Alone now, I listen to the house, the rain on the roof, the wind moaning through cracks in the windows, the subtle shifting of old joints. And beneath it all, something else. A waiting sound.

“It’s just you and me now,” I say to the emptiness.

I explore slowly, methodically, the way I do everything. Everything is outdated, and the ceilings all have water stains, brown blooms spreading like cancer.

I stop in front of the basement door next to the laundry area. It’s been nailed shut, boards crisscrossed over its surface like a warning. Or a cage. The wood around the nails is splintered, as if someone tried to tear them out.

I press my ear against the door, but I hear nothing at first. Then a soft scratching sound, like fingernails against wood. Or claws.

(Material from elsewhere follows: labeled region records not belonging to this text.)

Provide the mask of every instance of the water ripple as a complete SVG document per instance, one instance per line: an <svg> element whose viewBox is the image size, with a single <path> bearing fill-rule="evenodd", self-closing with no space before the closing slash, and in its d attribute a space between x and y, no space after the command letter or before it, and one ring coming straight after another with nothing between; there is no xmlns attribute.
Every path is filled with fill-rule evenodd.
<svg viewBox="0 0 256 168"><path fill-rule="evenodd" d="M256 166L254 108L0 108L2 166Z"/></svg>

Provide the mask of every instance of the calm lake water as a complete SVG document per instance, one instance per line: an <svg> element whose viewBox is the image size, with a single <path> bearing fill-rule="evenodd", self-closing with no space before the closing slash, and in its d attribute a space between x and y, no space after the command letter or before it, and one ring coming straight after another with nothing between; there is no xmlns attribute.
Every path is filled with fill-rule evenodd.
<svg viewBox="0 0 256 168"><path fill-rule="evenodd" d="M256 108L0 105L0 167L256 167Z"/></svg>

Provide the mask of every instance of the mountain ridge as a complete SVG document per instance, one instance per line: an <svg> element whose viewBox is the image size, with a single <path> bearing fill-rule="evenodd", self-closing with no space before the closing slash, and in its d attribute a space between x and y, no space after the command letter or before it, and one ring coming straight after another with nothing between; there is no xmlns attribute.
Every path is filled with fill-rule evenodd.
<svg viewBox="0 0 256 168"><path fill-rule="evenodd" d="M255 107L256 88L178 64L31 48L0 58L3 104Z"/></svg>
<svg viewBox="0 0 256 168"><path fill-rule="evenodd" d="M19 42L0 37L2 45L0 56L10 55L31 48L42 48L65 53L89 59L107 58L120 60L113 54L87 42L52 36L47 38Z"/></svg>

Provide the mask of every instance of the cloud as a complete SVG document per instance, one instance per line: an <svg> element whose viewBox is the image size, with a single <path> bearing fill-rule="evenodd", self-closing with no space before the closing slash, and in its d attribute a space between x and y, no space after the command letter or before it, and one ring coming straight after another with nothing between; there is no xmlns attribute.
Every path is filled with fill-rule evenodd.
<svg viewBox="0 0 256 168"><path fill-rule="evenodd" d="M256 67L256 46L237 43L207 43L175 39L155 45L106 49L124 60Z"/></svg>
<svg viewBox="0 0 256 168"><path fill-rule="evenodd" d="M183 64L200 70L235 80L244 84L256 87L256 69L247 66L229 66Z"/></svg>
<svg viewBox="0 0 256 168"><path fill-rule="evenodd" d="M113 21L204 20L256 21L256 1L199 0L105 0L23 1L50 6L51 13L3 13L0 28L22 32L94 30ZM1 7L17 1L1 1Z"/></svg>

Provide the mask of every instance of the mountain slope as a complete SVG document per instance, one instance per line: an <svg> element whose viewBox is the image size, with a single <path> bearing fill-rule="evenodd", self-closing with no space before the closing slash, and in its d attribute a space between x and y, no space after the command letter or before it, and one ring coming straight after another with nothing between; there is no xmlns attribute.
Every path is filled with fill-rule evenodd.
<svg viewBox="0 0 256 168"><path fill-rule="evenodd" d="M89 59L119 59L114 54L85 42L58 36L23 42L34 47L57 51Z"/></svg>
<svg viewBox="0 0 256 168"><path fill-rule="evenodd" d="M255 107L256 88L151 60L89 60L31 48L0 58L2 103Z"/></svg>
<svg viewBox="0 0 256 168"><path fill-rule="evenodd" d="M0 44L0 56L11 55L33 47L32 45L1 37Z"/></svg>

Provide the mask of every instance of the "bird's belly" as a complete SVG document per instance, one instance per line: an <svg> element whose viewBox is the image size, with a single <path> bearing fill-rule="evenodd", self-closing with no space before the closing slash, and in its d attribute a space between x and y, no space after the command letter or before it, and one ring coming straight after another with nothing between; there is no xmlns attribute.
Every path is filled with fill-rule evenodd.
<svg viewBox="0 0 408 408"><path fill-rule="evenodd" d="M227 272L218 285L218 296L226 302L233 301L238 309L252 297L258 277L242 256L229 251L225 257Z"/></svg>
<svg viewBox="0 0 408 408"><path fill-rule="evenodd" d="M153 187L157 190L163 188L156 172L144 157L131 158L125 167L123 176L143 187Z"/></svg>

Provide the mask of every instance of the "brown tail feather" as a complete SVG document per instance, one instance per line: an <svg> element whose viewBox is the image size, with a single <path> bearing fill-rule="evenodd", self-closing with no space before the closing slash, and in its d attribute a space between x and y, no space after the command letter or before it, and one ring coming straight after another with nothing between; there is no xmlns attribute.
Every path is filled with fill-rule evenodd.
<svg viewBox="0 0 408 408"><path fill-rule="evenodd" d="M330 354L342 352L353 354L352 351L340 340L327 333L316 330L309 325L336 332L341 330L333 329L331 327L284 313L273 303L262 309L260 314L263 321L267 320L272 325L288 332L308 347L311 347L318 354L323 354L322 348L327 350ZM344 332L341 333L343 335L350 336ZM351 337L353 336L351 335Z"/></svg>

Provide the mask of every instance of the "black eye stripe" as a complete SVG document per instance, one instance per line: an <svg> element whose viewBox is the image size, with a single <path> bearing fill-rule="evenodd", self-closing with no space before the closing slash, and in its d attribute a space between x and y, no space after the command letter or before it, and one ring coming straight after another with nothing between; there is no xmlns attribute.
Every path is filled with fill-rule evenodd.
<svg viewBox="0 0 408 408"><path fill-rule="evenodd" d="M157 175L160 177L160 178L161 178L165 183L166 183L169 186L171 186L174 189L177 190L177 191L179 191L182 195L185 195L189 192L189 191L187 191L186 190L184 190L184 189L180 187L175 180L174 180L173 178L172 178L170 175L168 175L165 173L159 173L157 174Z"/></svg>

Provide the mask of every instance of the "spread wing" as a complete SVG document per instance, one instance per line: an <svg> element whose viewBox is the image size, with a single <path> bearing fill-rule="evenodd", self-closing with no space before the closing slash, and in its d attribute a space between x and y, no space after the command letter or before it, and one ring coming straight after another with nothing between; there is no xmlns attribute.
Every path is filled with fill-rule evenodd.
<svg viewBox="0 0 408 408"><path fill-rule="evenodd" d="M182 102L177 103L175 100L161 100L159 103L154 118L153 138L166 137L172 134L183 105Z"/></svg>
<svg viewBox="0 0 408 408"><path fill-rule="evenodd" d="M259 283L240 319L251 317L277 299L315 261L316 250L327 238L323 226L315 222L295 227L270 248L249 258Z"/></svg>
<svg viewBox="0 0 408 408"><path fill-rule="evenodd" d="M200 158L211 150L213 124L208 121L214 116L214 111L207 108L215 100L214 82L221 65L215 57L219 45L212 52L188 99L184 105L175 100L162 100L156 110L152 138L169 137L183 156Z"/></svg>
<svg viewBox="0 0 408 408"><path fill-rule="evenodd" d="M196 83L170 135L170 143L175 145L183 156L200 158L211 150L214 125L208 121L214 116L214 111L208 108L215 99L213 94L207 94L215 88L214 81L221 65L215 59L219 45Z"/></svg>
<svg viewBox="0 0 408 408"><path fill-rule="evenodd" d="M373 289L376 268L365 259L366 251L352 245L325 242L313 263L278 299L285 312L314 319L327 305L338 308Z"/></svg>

The hallway light flickers overhead, casting shadows. I check the thermostat mounted on the wall nearby. It’s set to seventy degrees, but the temperature display reads forty-two. Cold for October, even with the storm.

Something brushes against my ear, a whisper of air, too deliberate to be a draft. I spin around.

Nothing. No one. Just the empty hallway stretching back to the foyer.

Then I hear it. A footstep from below in the basement. One heavy tread, followed by another. Then silence.

I back away from the basement door, one step at a time, keeping my eyes on it. The boards seem to bulge outward, though that must be a trick of the light. My back hits the opposite wall. I wait, my breath held.

Nothing moves. Nothing breaks through.

Slowly, my lips curve into a smile.

It’s getting dark outside, the storm bringing night early. I have a few supplies in my car, like an air mattress, a duffel stuffed with clothes, some groceries. I didn’t hire movers because I sold almost everything before I left Kansas City, so now all I have is myself, this house, and a plan.